James Matthewman analysed three varieties of seeds and said: "Do not be afraid to try different seeds, look at the climate and use the data."
James (Deputy Head Greenkeeper at Maesteg Golf Club) said this on his seed selection: "Due to changing climates and our budgets, we have decided to experiment in terms of the seeds that we use, which led me to analysing the different varieties."
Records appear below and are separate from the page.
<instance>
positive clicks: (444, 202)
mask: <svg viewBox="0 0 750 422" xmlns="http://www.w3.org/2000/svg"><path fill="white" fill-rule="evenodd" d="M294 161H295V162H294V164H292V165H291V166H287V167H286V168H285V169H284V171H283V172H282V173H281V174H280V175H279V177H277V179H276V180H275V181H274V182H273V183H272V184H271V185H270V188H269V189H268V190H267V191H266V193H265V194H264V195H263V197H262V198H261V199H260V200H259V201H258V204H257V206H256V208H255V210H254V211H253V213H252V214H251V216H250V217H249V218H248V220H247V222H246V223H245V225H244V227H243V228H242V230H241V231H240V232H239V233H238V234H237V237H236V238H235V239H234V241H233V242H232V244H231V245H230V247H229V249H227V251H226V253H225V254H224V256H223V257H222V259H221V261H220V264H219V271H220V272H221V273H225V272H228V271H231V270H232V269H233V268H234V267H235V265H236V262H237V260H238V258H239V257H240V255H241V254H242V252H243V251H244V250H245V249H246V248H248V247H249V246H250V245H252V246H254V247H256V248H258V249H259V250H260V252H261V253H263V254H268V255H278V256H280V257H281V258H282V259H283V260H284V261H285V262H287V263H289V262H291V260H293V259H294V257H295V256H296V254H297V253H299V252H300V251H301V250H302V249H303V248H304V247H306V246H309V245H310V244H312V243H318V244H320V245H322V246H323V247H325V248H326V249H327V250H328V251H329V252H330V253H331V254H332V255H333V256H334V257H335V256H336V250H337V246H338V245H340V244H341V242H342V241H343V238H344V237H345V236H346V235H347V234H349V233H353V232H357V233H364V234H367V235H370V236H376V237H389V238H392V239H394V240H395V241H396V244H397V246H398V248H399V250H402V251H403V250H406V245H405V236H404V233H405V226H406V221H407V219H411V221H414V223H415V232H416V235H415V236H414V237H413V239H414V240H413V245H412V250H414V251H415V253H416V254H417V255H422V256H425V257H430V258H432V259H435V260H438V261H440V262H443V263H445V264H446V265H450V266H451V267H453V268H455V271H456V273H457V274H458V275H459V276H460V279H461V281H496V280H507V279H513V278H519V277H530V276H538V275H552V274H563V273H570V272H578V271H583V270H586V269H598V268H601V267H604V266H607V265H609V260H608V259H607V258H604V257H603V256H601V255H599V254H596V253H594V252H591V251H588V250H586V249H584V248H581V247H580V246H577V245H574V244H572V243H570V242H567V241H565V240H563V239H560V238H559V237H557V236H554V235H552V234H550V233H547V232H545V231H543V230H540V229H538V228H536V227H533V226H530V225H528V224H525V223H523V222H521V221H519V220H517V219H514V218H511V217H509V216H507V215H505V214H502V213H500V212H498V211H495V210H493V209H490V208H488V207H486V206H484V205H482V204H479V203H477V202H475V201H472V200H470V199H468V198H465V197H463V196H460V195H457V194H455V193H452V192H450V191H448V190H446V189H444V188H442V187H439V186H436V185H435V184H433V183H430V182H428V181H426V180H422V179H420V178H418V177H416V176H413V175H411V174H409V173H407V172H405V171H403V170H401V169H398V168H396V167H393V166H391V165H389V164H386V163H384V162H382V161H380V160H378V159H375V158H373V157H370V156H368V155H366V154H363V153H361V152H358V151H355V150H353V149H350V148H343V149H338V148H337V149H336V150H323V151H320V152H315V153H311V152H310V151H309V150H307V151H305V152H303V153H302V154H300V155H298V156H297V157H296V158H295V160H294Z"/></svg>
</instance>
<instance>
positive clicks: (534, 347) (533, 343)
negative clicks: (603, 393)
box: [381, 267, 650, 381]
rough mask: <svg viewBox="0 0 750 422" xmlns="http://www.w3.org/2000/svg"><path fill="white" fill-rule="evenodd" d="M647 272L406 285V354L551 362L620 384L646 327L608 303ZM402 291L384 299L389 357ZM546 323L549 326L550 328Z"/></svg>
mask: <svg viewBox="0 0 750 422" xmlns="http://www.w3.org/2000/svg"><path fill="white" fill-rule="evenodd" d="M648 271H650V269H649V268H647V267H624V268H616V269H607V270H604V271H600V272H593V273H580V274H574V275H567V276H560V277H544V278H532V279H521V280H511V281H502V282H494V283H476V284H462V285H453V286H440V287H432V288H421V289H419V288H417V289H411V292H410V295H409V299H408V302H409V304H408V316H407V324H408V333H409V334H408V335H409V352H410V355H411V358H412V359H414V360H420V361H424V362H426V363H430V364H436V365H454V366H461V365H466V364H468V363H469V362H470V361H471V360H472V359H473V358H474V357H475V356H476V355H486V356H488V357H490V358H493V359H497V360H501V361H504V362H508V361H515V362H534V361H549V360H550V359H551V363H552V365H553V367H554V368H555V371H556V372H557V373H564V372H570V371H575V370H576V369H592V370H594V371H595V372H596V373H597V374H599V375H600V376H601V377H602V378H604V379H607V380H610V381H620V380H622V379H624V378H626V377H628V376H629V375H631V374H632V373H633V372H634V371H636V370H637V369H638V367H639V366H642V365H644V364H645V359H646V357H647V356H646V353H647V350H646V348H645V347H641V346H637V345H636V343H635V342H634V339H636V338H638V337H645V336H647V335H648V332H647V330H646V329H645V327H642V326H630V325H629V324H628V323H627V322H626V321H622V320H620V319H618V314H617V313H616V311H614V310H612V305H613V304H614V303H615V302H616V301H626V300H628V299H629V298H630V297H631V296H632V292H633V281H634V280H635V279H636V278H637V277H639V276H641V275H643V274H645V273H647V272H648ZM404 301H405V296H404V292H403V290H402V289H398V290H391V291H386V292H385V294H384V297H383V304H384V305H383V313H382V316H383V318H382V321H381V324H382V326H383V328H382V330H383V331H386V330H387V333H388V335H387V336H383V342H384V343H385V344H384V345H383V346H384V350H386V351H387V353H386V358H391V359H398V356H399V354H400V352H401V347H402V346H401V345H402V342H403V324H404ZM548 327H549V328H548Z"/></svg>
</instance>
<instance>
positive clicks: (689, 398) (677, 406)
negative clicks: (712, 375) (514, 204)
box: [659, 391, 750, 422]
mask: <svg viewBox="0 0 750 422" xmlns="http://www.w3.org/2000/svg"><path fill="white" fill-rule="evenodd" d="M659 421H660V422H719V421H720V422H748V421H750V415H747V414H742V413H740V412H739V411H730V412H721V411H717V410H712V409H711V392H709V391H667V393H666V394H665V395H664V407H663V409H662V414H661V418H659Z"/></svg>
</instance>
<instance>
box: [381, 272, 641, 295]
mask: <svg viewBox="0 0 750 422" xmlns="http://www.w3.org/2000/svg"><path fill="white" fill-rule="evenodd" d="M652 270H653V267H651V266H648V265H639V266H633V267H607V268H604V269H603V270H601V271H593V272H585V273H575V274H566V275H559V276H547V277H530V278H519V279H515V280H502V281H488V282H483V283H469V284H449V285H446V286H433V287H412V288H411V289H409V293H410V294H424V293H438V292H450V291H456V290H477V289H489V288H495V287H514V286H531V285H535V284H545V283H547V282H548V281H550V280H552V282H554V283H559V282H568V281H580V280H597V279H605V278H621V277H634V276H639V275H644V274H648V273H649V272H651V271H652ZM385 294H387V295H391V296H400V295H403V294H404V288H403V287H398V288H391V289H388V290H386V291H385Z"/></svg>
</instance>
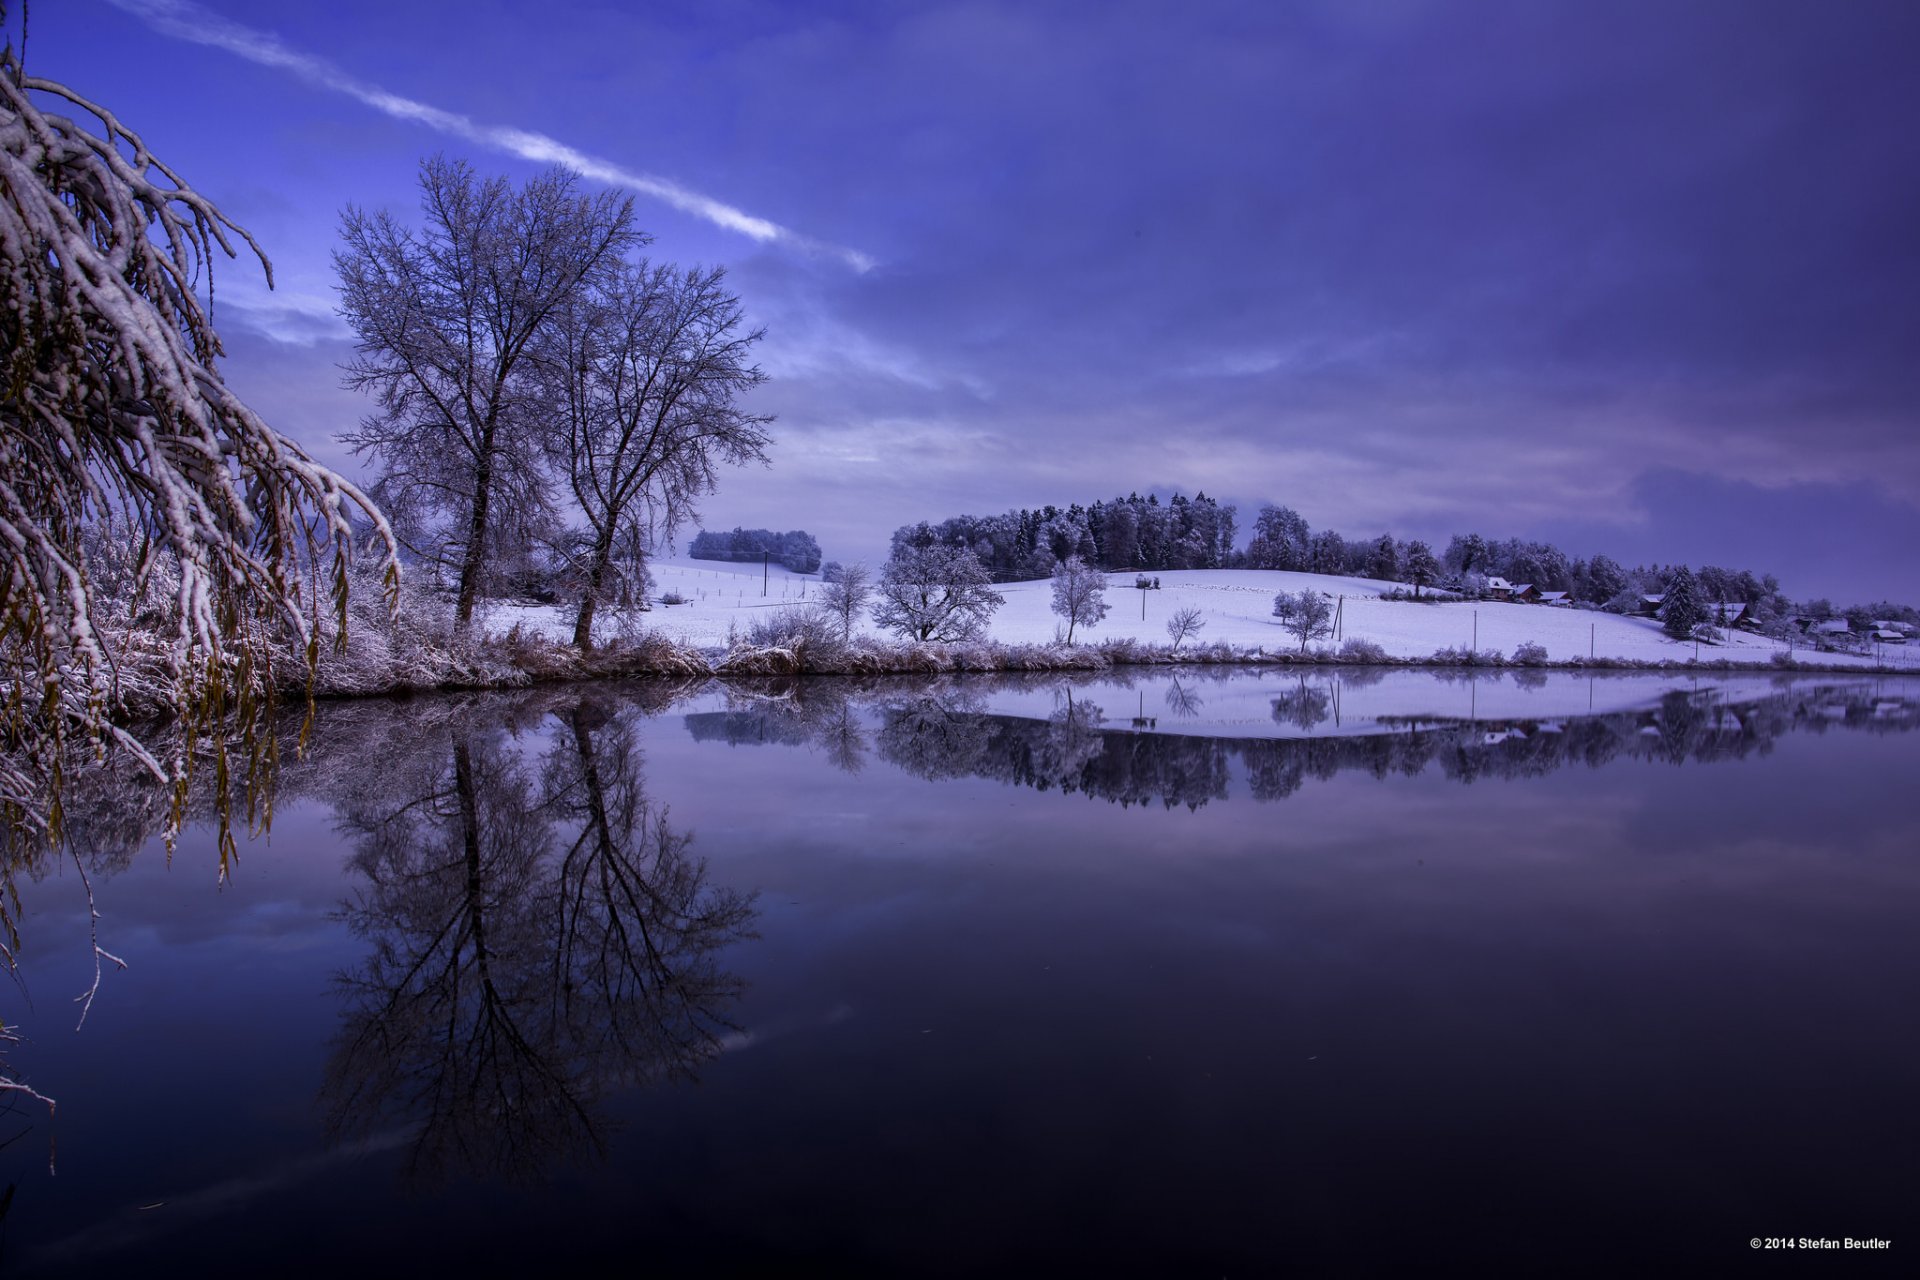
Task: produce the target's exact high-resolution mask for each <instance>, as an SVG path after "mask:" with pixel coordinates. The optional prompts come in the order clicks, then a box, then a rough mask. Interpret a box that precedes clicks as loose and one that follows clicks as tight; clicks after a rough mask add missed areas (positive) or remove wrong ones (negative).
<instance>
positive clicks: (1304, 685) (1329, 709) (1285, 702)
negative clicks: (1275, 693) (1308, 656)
mask: <svg viewBox="0 0 1920 1280" xmlns="http://www.w3.org/2000/svg"><path fill="white" fill-rule="evenodd" d="M1331 718H1332V697H1331V695H1329V693H1327V691H1325V689H1321V687H1319V683H1313V685H1309V683H1308V677H1306V676H1302V677H1300V683H1298V687H1294V689H1288V691H1286V693H1283V695H1281V697H1277V699H1273V720H1275V722H1277V723H1290V725H1294V727H1298V729H1306V731H1308V733H1311V731H1313V727H1315V725H1319V723H1321V722H1325V720H1331Z"/></svg>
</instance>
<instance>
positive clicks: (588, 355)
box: [536, 263, 772, 649]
"If you are having hotter summers, you might introduce more fescue. Whereas, if you are experiencing wet winters, look towards sowing bent towards the end of the season ready for winter. Finally, if you are struggling with worn areas, do not be frightened to try ryegrass as it is very fast germinating. The most important thing is to look at your climate and choose what is best for you. Every surface is different."
Direct drill seeding
This is when the seed is drilled below the ground. Machines that carry out this work usually cut a groove in the sward, dropping the seed in behind the cutting disk. The groove is then closed over. Seed sown in this manner generally produces a stronger plant. Pitches are drilled in two or three directions. The depth of the drills is approximately 5mm.
Machines are usually fitted with a roller with small spikes attached which precedes the seed box. Once the holes are made, the seed drops out the back of the box into the holes. This method is preferred if seed has to be applied during the season.
This is the traditional method. It is not accurate because of the difficulty in spreading the same width over a long time.